Clinical Trial Details
— Status: Active, not recruiting
Administrative data
| NCT number |
NCT02413801 |
| Other study ID # |
RSRB 53131 |
| Secondary ID |
|
| Status |
Active, not recruiting |
| Phase |
|
| First received |
|
| Last updated |
|
| Start date |
March 19, 2015 |
| Est. completion date |
December 2023 |
Study information
| Verified date |
April 2023 |
| Source |
University of Rochester |
| Contact |
n/a |
| Is FDA regulated |
No |
| Health authority |
|
| Study type |
Observational
|
Clinical Trial Summary
The events that underlie the conversion from Psoriasis to Psoriatic Arthritis (PsA) are not
well understood. This conversion occurs 30% of the time within the first 10 years of
psoriasis diagnosis. PsA patients have about a 50% chance of developing joint damage within
the first 2 years of disease. A biomarker that identifies subclinical joint inflammation in
psoriasis patients would allow for a diagnostic tool to allow for earlier intervention in
psoriasis patients and provide a better understanding of the underlying molecular
pathogenesis that may lead to development of new therapeutic targets in PsA.
Description:
Our long-term goals are to: 1) develop arthritis biomarkers in psoriasis patients that will
facilitate early treatment interventions; and, 2) identify new therapeutic targets in PsA
through better understanding of the underlying molecular pathogenesis. PsA, an inflammatory
arthritis associated with psoriasis, affects approximately 650,000 adults in the United
States and is associated with increased morbidity and mortality. Joint inflammation and
damage arise within the first 2 years of disease in 50% of patients who manifest bone
erosions and joint space narrowing on plain x-rays. The advent of Tumor Necrosis Factor
antagonists (TNFi) for treatment of PsA has dramatically improved clinical response and
slowed bone and cartilage degradation. Nevertheless, up to 45% of patients do not meet
primary endpoints in clinical trials, which underscores the need for new therapeutic options.
Another approach to improve treatment response is early PsA diagnosis, and recent data
indicate that treatment soon after disease onset can improve outcomes. Relevant to the
potential for early intervention and prevention, psoriatic skin plaques typically precede PsA
by 10 years. Moreover, a significant percentage of these psoriasis patients have subclinical
musculoskeletal imaging findings. These findings provide an unparalleled opportunity for
early intervention that could potentially limit or halt joint inflammation and damage.

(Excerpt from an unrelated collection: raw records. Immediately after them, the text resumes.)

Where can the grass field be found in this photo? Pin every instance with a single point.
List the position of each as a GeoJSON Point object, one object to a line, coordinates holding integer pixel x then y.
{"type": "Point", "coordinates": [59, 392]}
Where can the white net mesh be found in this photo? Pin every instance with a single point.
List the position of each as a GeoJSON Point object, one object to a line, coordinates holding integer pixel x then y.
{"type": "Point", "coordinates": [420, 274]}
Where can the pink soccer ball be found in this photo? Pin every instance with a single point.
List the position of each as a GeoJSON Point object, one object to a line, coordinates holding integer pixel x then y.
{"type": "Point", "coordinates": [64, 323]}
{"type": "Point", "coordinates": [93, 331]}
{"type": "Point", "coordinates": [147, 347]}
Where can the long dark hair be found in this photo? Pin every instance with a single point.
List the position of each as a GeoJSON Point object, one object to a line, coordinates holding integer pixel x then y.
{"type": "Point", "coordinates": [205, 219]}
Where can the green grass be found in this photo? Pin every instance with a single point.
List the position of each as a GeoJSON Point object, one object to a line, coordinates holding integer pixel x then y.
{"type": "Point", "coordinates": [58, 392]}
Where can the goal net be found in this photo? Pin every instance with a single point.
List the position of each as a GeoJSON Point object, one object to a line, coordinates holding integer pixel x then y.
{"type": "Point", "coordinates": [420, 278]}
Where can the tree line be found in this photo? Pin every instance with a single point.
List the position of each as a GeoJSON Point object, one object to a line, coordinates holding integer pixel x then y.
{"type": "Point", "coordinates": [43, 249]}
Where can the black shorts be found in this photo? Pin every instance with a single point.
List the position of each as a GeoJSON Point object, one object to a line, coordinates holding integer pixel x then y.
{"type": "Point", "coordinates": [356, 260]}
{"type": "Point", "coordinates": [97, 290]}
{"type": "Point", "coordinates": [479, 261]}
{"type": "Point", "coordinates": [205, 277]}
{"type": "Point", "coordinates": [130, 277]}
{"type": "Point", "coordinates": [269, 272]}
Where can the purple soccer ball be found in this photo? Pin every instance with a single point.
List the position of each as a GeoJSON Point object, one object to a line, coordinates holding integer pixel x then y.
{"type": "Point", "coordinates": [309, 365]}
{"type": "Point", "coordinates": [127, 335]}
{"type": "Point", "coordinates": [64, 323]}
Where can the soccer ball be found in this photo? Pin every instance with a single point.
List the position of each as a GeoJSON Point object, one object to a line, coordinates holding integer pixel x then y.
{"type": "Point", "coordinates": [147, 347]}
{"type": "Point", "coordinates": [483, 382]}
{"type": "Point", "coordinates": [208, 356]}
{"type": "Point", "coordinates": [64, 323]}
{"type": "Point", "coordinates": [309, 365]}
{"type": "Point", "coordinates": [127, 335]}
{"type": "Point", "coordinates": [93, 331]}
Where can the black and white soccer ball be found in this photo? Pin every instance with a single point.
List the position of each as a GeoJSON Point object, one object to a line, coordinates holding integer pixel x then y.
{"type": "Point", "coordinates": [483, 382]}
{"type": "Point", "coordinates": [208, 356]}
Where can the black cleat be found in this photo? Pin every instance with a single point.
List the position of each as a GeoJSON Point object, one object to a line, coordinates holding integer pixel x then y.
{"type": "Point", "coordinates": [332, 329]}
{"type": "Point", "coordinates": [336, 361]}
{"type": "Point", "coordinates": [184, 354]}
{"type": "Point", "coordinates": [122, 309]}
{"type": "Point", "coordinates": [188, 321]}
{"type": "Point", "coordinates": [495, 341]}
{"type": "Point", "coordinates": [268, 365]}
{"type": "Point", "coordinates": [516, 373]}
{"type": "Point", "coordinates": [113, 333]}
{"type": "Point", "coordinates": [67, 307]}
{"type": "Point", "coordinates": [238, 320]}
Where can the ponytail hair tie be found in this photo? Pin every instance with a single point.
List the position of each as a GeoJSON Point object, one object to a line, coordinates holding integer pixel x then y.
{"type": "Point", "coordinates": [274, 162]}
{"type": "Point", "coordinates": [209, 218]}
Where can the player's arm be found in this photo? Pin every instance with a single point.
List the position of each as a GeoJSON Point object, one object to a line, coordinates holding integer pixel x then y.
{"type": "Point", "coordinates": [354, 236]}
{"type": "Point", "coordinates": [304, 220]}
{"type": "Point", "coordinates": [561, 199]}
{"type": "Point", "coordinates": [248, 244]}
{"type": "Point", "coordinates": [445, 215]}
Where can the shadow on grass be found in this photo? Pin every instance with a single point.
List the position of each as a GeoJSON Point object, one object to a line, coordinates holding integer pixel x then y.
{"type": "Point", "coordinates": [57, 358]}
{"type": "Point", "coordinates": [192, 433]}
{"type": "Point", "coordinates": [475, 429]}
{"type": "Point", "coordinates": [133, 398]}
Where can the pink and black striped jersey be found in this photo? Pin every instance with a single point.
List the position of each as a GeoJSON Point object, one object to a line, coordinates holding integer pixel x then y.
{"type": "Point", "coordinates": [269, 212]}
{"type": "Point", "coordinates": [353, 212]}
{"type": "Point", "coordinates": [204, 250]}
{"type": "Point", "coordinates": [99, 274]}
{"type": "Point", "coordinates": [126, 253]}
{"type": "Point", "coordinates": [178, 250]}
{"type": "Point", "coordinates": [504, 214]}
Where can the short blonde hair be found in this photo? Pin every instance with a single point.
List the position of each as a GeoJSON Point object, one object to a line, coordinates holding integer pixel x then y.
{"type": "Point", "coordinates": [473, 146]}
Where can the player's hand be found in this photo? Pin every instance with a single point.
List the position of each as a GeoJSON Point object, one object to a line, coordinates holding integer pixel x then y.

Regrettably, despite the obvious advantages of early diagnosis and treatment, this goal
remains elusive because the clinical significance of imaging abnormalities in psoriasis
remains unknown. Furthermore, investigators have limited understanding of the mechanisms that
underlie the transition from psoriasis to PsA, and investigators lack the disease specific
biomarkers necessary to identify psoriasis patients with new onset arthritis or sub-clinical
disease. Lastly, up to a third of psoriasis patients with moderate to severe skin disease
report they are undertreated and many are on topical agents unlikely to have a significant
effect on subclinical or clinically apparent joint inflammation.
Up to 150 subjects will be consented and studied in this cross-sectional study - 125 subjects
with Psoriasis (Ps) and 25 Healthy controls. Power Doppler Ultrasound (PDUS) in joints and
entheses will be analyzed to find at least 35 subjects with positive US findings defined as
synovitis, effusion, joint erosions, or increased vascularity otherwise known as a signal. Up
to 50 Ps patients with positive PDUS results will be followed prospectively and contacted at
intervals to update medication history indefinitely. Ps patients will be asked for a follow
up PDUS 4 months post start of biologic, DMARD therapy or phototherapy if the patient decides
to go on such therapies to study longitudinally.
Up to 30 bone marrow aspirations on healthy and PDUS positive Psoriasis subjects will be
performed. A bone marrow aspiration post start of biologic or DMARD standard of care therapy
will be assessed as well.
Research assays: serum will be used to measure biomarker 14-3-3η levels, which may be
analyzed by an external company. Peripheral blood will be used to measure the frequency of
DC-STAMP+ cells (CD14+DC-STAMP+ CD4+DCSTAMP+DC-STAMP+IL-17+). Using multichromatic flow
cytometry, we will measure DC-STAMP expression on peripheral blood cells and on bone marrow
cells. To determine if elevated BM DC-STAMP expression by stromal cells, T cells and/or
monocytes promotes OC formation, co-cultures of bone marrow stromal and hematopoietic cells
with peripheral blood cells will be analyzed for OCPs.